Narrow-moat Philips announced a profit warning for the fourth quarter of 2021 due to supply chain shortages of semiconductors, logistic issues, and postponement (though not cancelation) of equipment installations in the healthcare business. Management stated the impact of the omicron variant has been higher than expected, as it has strained production and freight globally. Philips expects fourth-quarter sales to be EUR 350 million below initial expectations, which implies a 10% organic decline. We believe the market has overreacted with its 15% decline, burning EUR 5.2 billion in market capitalization, which implies these issues will be structural rather than temporary. Management also announced an incremental provision of EUR 315 million due to an increased scope of the actions taken on the sleep apnea product recall. We are reducing our fair value estimate to EUR 39 from EUR 42 to account for lower sales in 2021 and a slower recovery in 2022. We have also accounted for the additional provision and slightly reduced our midterm margin assumptions, as the next couple of years will be challenging due to COVID-19, supply chain issues, and the sleep apnea product recall still ongoing. Our five-year forecasts are more conservative than consensus and management’s guidance, implying a yearly organic growth in the low part of the 5% to 6% guided range.
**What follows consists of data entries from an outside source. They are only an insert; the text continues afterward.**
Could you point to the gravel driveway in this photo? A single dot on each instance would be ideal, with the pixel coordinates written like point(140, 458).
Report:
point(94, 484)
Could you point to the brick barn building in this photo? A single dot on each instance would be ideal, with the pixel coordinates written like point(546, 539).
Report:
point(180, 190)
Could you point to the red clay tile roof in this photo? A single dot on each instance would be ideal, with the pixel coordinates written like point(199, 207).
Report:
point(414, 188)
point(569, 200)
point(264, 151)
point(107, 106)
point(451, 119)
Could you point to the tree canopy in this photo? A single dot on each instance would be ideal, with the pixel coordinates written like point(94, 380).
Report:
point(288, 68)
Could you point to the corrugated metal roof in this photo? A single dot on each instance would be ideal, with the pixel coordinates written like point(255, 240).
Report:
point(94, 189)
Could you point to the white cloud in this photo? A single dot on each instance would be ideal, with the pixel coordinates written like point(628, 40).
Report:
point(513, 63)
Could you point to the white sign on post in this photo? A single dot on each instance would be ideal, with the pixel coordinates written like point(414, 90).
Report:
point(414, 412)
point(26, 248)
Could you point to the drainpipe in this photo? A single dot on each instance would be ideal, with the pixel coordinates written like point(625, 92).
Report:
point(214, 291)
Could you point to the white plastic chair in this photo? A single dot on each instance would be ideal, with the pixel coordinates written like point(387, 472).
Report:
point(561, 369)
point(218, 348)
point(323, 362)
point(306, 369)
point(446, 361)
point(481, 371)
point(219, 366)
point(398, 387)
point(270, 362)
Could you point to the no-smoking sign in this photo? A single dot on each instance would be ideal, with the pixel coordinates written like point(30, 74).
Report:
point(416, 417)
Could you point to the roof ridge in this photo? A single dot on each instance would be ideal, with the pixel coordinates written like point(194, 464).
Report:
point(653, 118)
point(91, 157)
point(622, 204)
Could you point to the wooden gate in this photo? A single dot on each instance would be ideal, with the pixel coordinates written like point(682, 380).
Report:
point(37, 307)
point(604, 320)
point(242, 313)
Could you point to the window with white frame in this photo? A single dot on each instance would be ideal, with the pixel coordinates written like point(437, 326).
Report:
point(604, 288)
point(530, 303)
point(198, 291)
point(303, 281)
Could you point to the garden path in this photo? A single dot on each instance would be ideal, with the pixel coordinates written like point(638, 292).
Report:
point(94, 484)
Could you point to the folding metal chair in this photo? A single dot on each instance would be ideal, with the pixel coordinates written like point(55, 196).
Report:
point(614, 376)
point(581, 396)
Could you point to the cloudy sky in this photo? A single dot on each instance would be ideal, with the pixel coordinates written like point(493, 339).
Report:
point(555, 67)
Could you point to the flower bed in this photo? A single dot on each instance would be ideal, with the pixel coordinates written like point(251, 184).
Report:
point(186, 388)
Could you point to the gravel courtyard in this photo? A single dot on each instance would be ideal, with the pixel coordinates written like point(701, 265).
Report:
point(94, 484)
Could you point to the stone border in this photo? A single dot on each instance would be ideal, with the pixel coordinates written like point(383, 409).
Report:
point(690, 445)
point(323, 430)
We also see management’s 2025 target of 60 to 80 basis points of yearly margin improvement as challenging given current conditions, with our model only implying a 50-basis-point yearly improvement from 2020 levels.
Company Report

Philips is a one-stop shop for imaging-related devices with an established footprint in many hospitals, which positions it to benefit from long-term healthcare trends like the transition to non- or minimally invasive procedures, increased hospital demand for efficiencies or detection of sleep apnea. Through several divestitures and acquisitions Philips has transformed itself from an industrial-medical conglomerate into a healthcare company and primary supplier across hospitals, which facilitates the introduction of new products and the displacement of smaller suppliers with more depth in a single product line, but lack of breadth. In many of its underlying markets the company operates an oligopoly where significant market share is controlled by a few players. Several of the company’s products require proprietary software or service, which provide stability to cash flows and help to lock in the customer. In addition the company has carried out several divestments and acquisitions, which we believe have reinforced the company’s positioning. The company continues to narrow its business focus, with the sale of its domestic appliances business in 2021.
Stock Analyst Note

Narrow-moat Philips' shares were up more than 5% at the time of writing after the company gave an update on the product recall situation for its sleep apnea installed base. Philips, together with a third-party medical panel, has conducted further testing on its first-generation DreamStation devices (the majority of the affected installed base) and has concluded that if ozone is not used for cleaning, then the level of exposure to volatile organic compounds when using these devices should not result in any long-term health consequences for patients.